I stood up and ran away. I tore through the brush, forgetting where I had just come from.

06
Nov
06

Nothing Like Rudolph

 
A Cylon centurion, c. 1978, from the original Battlestar Galactica series

When I was a kid, I had recurring dreams that the Cylons from Battlestar Galactica were after me. We’d see them approaching down the street, and my mom would wrap me in an afghan and hide me behind the couch. She’d politely let them in when they knocked at the door (yes, they knocked), and I’d hear them clunking through the house, searching for me. I was sure they’d capture me and kill me or make me into a human slave. No matter what their plans might have been, the worst part was he thought of them taking me away from my house.

After a few minutes of coming dangerously close (but not close enough!), they’d always give up and leave, promising that they would come back again some other time. I’d pop up from behind the couch, pull the blanket off myself, breathe a heavy sigh, wipe my sweaty forehead, and give my mom a big hug.

Last night, in a bizarre throwback to my childhood, I had a dream that a reindeer was trying to get me. I was my present age. It was winter. I was at my grandma’s house in suburban Detroit, where reindeer usually glow with electric persistence, are made of plastic and stand in people’s front yards from Thanksgiving to New Year’s Day.

Looking out the kitchen window, I saw a reindeer trudging across the lawn to the front door. I couldn’t tell if he was friendly or not, but he was sort of mangey and dirty, and it looked like his antlers had been sawed off.

 
A far friendlier-looking reindeer than the one in my dream.

As he approached the door, I opened it to meet him. He looked menacingly at me and demanded, “Let me in.”

“No,” I said, startled not so much by the reindeer’s ability to speak as by his foul mood. “What do you want?”

“Let me in!”

I slammed the door and snapped it locked. He scratched half-heartedly at the storm door and loped away.

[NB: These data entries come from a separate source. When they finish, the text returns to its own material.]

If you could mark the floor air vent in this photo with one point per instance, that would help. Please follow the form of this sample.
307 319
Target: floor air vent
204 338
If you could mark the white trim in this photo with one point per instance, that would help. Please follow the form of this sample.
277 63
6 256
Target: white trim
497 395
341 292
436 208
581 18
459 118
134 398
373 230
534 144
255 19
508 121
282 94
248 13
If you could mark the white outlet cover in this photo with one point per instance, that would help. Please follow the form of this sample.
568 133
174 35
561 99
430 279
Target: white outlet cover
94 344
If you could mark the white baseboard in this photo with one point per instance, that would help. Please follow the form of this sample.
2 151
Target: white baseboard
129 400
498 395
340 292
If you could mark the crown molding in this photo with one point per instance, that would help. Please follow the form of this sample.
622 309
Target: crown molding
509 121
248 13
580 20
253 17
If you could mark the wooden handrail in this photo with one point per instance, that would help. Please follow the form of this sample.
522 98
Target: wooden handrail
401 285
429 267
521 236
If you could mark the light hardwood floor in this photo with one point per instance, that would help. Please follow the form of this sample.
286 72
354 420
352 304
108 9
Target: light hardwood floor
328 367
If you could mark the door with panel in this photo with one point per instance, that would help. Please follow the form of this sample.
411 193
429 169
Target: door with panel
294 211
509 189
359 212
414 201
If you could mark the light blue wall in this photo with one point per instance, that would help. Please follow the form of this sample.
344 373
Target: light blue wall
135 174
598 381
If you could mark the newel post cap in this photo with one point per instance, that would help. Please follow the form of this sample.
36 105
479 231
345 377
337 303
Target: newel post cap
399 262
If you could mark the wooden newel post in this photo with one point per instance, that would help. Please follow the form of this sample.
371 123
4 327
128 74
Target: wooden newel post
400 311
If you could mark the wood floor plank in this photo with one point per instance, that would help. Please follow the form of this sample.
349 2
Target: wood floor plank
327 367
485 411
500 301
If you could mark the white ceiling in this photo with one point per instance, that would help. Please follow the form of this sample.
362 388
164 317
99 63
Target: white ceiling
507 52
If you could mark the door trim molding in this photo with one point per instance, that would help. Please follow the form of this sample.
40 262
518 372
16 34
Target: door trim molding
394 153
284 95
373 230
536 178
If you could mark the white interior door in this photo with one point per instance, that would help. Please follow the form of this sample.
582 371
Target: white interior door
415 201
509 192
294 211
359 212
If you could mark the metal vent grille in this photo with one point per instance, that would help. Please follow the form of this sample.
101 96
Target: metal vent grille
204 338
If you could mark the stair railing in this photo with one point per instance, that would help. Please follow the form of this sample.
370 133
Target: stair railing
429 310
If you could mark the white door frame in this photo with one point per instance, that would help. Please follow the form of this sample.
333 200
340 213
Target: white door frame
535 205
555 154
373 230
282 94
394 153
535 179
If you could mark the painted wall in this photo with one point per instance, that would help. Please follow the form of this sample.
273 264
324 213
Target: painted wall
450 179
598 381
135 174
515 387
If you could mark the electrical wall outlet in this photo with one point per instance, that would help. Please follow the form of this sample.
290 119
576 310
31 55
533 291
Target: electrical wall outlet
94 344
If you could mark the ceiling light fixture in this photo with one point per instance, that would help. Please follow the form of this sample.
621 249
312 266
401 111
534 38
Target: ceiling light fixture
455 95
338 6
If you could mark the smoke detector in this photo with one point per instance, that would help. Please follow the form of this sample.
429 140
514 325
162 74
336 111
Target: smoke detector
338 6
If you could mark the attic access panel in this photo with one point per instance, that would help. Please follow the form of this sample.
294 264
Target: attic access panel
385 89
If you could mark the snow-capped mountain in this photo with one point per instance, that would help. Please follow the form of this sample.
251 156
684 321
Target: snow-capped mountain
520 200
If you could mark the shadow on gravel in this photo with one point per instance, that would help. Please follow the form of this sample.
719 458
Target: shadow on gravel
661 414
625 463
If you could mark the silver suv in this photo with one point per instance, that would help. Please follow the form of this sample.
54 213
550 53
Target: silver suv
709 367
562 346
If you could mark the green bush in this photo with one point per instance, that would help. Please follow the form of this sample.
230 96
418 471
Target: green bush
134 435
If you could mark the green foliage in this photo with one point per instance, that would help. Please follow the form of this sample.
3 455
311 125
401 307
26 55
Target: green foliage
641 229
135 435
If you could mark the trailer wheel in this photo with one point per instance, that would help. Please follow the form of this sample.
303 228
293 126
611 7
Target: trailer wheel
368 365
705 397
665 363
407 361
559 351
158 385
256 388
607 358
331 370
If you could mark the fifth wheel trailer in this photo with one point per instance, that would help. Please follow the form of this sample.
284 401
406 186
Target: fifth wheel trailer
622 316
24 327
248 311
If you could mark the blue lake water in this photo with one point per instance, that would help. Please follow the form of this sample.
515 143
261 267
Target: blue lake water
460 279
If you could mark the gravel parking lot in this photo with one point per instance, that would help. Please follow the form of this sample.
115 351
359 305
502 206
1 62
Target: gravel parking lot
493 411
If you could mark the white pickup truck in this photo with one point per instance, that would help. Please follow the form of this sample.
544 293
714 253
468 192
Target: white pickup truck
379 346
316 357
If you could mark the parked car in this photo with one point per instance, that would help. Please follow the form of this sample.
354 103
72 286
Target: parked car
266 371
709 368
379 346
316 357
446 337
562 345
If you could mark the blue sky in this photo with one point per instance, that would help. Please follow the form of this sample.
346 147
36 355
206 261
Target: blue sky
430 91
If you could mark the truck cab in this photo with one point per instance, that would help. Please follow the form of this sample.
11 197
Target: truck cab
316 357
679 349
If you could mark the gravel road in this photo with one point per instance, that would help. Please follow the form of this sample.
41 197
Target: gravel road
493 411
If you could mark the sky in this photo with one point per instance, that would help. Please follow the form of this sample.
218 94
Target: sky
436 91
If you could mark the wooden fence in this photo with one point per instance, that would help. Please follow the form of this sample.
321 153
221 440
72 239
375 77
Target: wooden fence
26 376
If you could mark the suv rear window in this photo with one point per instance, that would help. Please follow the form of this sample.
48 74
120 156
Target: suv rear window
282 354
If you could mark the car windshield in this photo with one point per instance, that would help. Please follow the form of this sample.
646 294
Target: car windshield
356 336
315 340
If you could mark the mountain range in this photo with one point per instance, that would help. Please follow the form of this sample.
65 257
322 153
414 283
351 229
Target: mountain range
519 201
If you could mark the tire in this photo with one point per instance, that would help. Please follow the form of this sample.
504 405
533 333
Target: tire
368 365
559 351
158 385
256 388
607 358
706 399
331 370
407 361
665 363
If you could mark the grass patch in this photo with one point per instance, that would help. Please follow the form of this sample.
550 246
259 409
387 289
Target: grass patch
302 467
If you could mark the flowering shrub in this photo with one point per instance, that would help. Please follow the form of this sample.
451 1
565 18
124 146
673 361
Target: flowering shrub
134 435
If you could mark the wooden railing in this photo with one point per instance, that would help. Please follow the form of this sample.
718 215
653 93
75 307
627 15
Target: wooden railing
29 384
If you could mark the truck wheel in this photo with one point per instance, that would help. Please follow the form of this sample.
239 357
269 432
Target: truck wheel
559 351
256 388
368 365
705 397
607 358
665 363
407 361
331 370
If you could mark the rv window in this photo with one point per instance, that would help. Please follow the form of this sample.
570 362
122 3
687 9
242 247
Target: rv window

It occurred to me that he might try the side door and come in through the kitchen. My heart was racing. What could he want? What would he do if he got inside? I ran to the garage and got to the door just as the reindeer was charging toward me. I locked the door and leaned against it for reinforcement. He stoped short of ramming the door and put his eye up to the window. He was clearly very angry. I wondered if he had some sort of disease. And what did he want with me anyway?

“Open the door!” he demanded. “Let me in!” His breath fogged over the glass.

“No!” I shouted and ran back into the house, hoping he’d get bored and just leave me alone.